Camping and Backpacking Overview
All of us love to go camping to get away from the bustle of the city, enjoy good times with friends, and experience different aspects of nature. For the most part camping and backpacking are relatively straight-forward activities that almost anyone can pick-up. However, most trips take us into the backcountry where we are not a cell-phone call away from help and being prepared with the right equipment and knowledge can make sure any trip is successful.
There are primarily two things you need when camping and that is proper equipment and the other is proper knowledge. Each trip is unique and will require different equipment and knowledge based upon the risks within the trip.
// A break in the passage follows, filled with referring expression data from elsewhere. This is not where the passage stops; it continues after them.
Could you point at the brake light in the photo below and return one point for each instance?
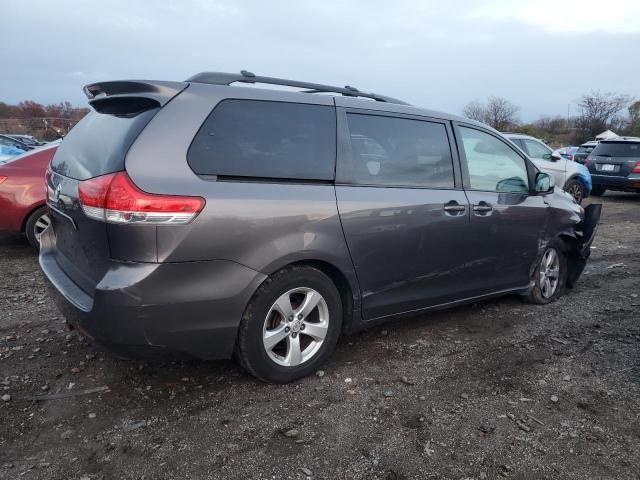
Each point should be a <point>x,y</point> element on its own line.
<point>114,198</point>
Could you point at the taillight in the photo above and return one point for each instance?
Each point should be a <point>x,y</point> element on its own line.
<point>114,198</point>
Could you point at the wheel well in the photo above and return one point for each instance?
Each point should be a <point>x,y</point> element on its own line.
<point>572,177</point>
<point>340,281</point>
<point>28,215</point>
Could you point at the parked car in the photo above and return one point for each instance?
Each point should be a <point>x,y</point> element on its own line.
<point>584,150</point>
<point>29,140</point>
<point>567,152</point>
<point>218,220</point>
<point>22,193</point>
<point>567,175</point>
<point>615,165</point>
<point>10,147</point>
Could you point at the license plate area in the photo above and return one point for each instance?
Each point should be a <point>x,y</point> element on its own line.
<point>607,167</point>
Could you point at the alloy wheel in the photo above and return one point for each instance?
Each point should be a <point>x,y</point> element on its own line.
<point>296,327</point>
<point>575,191</point>
<point>549,272</point>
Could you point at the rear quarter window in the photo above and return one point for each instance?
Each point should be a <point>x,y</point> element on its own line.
<point>264,139</point>
<point>98,144</point>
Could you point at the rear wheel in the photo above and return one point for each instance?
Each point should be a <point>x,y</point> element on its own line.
<point>290,326</point>
<point>550,276</point>
<point>575,189</point>
<point>36,224</point>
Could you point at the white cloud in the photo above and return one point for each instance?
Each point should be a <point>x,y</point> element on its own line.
<point>569,16</point>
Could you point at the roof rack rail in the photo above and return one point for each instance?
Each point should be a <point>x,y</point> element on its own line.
<point>221,78</point>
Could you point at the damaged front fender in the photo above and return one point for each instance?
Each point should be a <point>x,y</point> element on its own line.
<point>579,241</point>
<point>575,226</point>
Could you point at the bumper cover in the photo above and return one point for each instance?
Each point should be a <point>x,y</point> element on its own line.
<point>190,307</point>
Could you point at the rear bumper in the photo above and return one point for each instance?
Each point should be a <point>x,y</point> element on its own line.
<point>190,307</point>
<point>630,182</point>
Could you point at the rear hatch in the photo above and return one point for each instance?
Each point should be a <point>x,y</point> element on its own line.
<point>96,146</point>
<point>614,158</point>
For example if you are going on a 3-day backpack trip to desolate wilderness you are going to have to be more prepared then the ovenight car-camping trip that is 20 minutes off-of I-70.
- Proper Clothing: Colorado weather changes quickly. It is not uncommon to get snowed-on in the middle of the summer. Be prepared for all weather types when out in the wilds.
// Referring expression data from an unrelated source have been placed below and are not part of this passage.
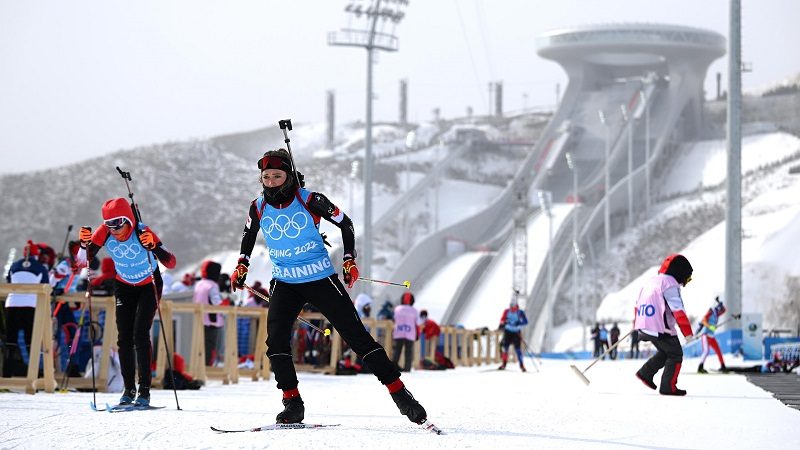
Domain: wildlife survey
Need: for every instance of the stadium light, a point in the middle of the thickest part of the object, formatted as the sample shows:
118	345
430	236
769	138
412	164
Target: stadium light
371	26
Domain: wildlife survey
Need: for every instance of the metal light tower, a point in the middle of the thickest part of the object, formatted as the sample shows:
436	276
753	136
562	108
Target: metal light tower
607	183
733	224
629	121
371	26
576	250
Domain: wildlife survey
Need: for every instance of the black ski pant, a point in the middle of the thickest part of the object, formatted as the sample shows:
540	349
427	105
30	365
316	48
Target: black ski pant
669	355
512	338
329	296
211	335
136	307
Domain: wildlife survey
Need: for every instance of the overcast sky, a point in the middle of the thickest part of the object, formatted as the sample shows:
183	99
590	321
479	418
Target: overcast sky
82	78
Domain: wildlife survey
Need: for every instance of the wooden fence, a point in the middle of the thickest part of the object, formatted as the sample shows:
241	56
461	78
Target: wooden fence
463	347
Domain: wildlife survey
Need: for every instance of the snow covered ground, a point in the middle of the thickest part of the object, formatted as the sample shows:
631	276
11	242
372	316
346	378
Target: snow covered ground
477	407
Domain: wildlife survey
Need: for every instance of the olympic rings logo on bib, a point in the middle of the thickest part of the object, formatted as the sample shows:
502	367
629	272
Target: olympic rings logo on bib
120	250
284	225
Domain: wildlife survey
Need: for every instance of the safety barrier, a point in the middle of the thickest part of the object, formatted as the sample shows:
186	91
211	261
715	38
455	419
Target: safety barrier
463	347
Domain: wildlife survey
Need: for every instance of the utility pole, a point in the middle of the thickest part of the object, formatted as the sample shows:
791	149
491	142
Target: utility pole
364	32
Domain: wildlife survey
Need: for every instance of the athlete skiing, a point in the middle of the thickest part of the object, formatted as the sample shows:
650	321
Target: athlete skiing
288	216
136	251
658	308
511	322
706	331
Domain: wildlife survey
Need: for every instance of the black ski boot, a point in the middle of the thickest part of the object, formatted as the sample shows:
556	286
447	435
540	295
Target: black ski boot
293	411
409	406
144	396
127	396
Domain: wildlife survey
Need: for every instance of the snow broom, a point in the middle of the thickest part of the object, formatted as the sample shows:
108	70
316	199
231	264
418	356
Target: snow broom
580	373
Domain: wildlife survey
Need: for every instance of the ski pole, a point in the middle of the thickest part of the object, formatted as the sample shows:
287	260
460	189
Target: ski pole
694	337
580	373
66	238
91	340
325	332
138	216
406	284
284	125
73	348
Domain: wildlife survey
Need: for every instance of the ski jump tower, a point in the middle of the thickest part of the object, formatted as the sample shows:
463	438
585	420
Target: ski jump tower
618	74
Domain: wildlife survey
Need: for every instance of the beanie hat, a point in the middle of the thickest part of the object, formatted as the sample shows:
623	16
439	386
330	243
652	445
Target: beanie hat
678	267
118	207
31	249
276	159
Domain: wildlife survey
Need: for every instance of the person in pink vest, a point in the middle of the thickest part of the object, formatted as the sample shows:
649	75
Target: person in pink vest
206	292
658	308
405	331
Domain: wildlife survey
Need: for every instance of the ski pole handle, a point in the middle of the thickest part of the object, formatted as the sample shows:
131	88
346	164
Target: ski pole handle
406	284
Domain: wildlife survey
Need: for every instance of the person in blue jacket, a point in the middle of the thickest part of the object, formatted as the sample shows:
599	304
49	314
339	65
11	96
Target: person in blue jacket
288	215
511	322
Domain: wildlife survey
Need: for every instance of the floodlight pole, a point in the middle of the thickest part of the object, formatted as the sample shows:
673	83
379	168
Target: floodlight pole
607	185
733	223
370	40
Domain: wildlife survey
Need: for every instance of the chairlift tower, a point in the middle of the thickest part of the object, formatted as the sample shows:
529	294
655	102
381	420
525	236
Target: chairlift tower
370	26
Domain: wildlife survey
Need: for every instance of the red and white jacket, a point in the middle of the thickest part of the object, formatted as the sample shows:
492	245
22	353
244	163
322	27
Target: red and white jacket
660	306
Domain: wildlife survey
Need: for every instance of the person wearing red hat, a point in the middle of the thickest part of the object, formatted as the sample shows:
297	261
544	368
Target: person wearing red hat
288	216
136	251
658	309
20	309
405	331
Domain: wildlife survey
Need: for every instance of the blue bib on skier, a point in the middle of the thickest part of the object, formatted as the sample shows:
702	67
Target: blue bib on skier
296	248
132	261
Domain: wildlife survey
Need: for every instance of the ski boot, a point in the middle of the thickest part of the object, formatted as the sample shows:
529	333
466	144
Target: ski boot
127	396
144	397
648	381
674	391
409	406
293	411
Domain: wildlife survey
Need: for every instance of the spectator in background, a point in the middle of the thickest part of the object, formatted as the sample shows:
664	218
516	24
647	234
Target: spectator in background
405	331
20	309
595	335
635	344
185	285
511	322
603	338
363	304
706	329
206	292
386	312
429	332
613	337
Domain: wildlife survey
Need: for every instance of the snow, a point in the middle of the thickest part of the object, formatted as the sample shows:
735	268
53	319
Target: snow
770	223
477	407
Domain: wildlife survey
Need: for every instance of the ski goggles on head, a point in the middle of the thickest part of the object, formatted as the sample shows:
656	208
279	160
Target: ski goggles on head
116	223
273	162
- Warm-weather clothing should be brought on every trip regardless of the time of year: basics like a ski hat/beanie, light gloves, long-underwear, and a fleece jacket do not take up much space and ensure that you will stay warm. Several pairs of wool socks are also essential.
- Rain gear/water-proof gear is essential. During the summer it is highly likely that it will rain in the afternoon and usually when the rain happens the temps drop quick.
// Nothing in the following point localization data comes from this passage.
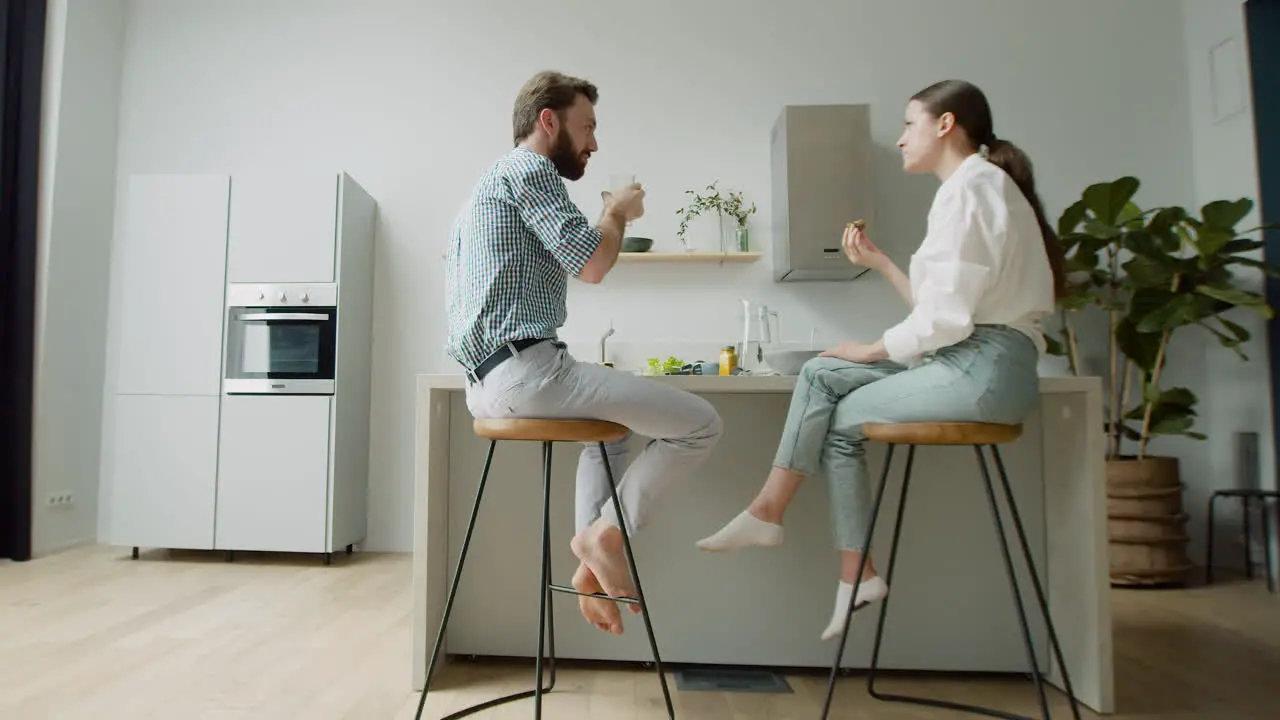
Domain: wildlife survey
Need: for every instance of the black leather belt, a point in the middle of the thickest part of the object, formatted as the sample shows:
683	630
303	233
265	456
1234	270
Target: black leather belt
502	355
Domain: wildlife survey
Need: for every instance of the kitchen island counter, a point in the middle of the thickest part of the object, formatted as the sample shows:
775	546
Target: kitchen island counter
951	604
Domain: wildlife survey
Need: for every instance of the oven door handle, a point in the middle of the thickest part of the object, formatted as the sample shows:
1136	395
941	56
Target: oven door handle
284	317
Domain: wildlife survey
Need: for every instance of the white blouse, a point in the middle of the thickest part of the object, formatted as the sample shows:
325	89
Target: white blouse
982	261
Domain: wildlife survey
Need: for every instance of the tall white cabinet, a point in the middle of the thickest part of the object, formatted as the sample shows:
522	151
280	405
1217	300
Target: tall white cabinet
186	465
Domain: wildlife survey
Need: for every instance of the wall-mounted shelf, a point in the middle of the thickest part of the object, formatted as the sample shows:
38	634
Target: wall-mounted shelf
689	256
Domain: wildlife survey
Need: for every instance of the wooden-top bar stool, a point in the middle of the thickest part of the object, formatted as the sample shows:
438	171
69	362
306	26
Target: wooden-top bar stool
977	434
547	432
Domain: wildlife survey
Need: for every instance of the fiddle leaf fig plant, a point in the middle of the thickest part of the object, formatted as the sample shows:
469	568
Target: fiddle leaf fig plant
1152	272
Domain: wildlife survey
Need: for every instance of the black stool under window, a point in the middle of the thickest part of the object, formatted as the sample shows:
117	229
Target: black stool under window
977	434
1247	497
547	432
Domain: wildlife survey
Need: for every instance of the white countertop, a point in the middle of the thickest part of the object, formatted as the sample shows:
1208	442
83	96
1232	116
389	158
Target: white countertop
763	383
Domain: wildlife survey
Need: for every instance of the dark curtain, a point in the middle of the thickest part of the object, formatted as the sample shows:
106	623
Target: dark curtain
22	50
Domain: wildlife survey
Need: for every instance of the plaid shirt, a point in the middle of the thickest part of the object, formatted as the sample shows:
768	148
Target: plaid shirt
513	245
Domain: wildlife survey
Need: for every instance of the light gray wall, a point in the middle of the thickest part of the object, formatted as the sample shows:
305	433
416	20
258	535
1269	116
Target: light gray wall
85	45
1234	395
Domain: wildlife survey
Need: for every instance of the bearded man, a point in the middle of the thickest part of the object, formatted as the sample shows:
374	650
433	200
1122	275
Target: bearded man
515	244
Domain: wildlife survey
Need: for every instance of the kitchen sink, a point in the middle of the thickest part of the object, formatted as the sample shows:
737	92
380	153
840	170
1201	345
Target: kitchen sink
789	361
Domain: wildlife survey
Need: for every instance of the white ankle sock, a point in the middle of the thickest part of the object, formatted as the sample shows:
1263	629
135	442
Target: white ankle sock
743	531
871	589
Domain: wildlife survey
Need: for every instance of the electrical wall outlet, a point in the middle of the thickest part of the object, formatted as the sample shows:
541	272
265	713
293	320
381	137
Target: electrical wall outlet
60	500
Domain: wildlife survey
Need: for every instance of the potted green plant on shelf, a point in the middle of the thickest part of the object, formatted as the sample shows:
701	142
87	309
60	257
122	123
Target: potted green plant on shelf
734	238
1151	273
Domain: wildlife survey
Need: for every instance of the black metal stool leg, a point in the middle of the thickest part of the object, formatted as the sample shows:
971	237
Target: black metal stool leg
888	579
544	583
1266	543
544	589
1246	502
858	579
1013	580
635	578
1036	582
1208	542
453	584
547	583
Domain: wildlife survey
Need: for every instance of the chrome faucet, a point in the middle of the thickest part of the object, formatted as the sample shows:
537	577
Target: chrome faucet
604	337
- AVOID COTTON CLOTHING!!! There is a common phrase that “Cotton Kills” because in the high-country when you get your cotton clothes wet they stay wet and make you cold. Use other materials such as nylon, wool, and other synthetic materials instead of cotton.
- Pack enough clothing to make sure that you can stay warm without going over-board
- Invest in good quality clothing as it will last you for years and is essential in any trip
- Hiking Shoes: Tennis shoes will not work if you are backpacking as they do not offer the ankle support and durability that a good set of hiking boots will. The last thing you want is to be 8 miles from a trailhead with a sprained ankle because you didn’t think you needed them. Good sandals are also recommended for around camp to air out your feet. Make sure you break in your boots before hitting the trail, blisters will easily form.
- Tents/Shelter: Tents range from small single person tents to monster tents that can seemingly hold a disco party. While your application may vary there are numerous quality 2 to 3 person tents that are on the market that are reasonably priced ($100-200). For Colorado a 3-season tent should be more then what you need and 4 season is overkill even for most winter-camping applications.
- Backpack: A proper fitting backpack will make your hike that much easier and pleasant. Make sure you find one that works for your size and is adjusted to meet the weight of gear that you will be carrying. Generally for your first backpack you want something that has plenty of padding and will work for a wide-range of camping activities.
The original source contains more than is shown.